Protests ahead of President-elect Donald Trump’s inauguration have largely focused on race, with a coalition of students, artists and activists airing their grievances against the incoming administration’s policies toward immigration and education.

Eric Myers, who said he is an artist who “performs to reform,” said Mr. Trump’s platform is tantamount to enslavement.

“I will not stand idly by while a man named Donald Trump and his team attempt to thrust us back into slavery,” Mr. Myers said, speaking at the ANSWER Coalition protest at the U.S. Navy Memorial on Friday morning.

The artist took issue with reports that the president-elect plans to cut funding to the National Endowment for the Arts and the National Endowment for the Humanities dramatically.

“Well, I’ve come to let him know today that you can’t silence us,” he said. “And I’ve come to let you know that artists will continue to speak truth to power, we will continue to sing truth to power, we will write truth to power, we will act truth to power.”

Several hundred demonstrators, wearing raincoats, ponchos and scarves and carrying umbrellas to brave the weather, gathered at the Navy Memorial just north of the National Mall ahead of Mr. Trump’s inauguration in one of the more civil and organized protests of the day.

Some people in the crowd carried cardboard signs, one of which read, “Education not Deportation.”

Karina Garcia, an organizer at Women Organized to Resist & Defend, told the crowd that immigrants are “tired of living in poverty in the richest country in the world.”

“We’re tired of them blaming our families for their problems,” Ms. Garcia said. “We’re tired of it. We’re tired of our communities being threatened by deportations. We’re tired of our communities being threatened by police brutality, tired of being threated by mass incarceration. We’re tired.”

She said Friday’s protests are a sign of things to come under the Trump administration.

“The fact that we’re here today is an example that we’re not going to be turned away by your checkpoints, we’re not going to be turned away by your barriers and all your rules you want to pass. We’re going to stand here and fight,” she said.

Vincent DeLaurentis, a Georgetown University student who organizes with the Georgetown Solidarity Committee and ONE DC, said progressives can’t let conservatives gain a footing in academia going forward.

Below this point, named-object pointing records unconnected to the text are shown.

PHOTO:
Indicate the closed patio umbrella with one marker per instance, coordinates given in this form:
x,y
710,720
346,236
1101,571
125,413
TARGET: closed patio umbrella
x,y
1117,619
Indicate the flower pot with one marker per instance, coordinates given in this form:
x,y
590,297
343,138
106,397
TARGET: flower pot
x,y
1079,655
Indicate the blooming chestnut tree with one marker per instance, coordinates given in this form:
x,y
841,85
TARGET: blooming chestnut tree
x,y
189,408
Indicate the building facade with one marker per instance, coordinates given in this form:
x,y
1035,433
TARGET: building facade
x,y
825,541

“Progressive and radical students must realize that the university is an important site of struggle. It is a place that has enormous potential to create and disseminate knowledge and to promote or distort truth in a way that ripples throughout society,” Mr. DeLaurentis said. “The ultra-right has realized the power held within the university and in the past year has increasingly mobilized bastardized arguments about free speech to gain access to the institution.”

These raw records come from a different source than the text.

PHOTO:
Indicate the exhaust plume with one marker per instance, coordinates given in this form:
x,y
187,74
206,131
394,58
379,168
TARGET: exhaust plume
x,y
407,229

“They deserve no safe space for their violent, racist and xenophobic hatred,” continued Mr. DeLaurentis, who wore a camo jacket and green beanie.

Heidi Ullmann, director of policy at the National Immigrant Justice Center, said she is “afraid” that U.S. policy toward deportation will get worse under Mr. Trump.

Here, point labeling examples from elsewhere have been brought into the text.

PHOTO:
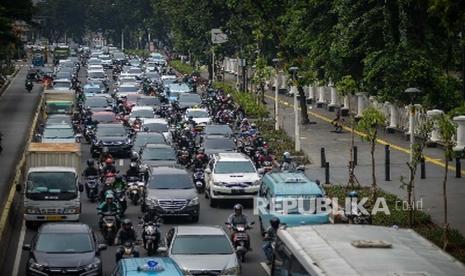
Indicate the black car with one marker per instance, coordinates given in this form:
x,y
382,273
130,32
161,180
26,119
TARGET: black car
x,y
170,192
64,249
115,137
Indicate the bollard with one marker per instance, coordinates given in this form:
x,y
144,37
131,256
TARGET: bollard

“We’re going to say, ’Enough is enough,’ and we’ve got to say it so loud and we’ve got to say it over and over again, because Donald Trump, he’s going to try to tear apart more families, he’s going to try to devastate more communities, and he’s going to try to lead by fear and hate, but we’re not going to follow that lead,” she said.

Organizers at the ANSWER Coalition said they expect appearances from Princeton University professor Cornel West and rapper Donald Glover.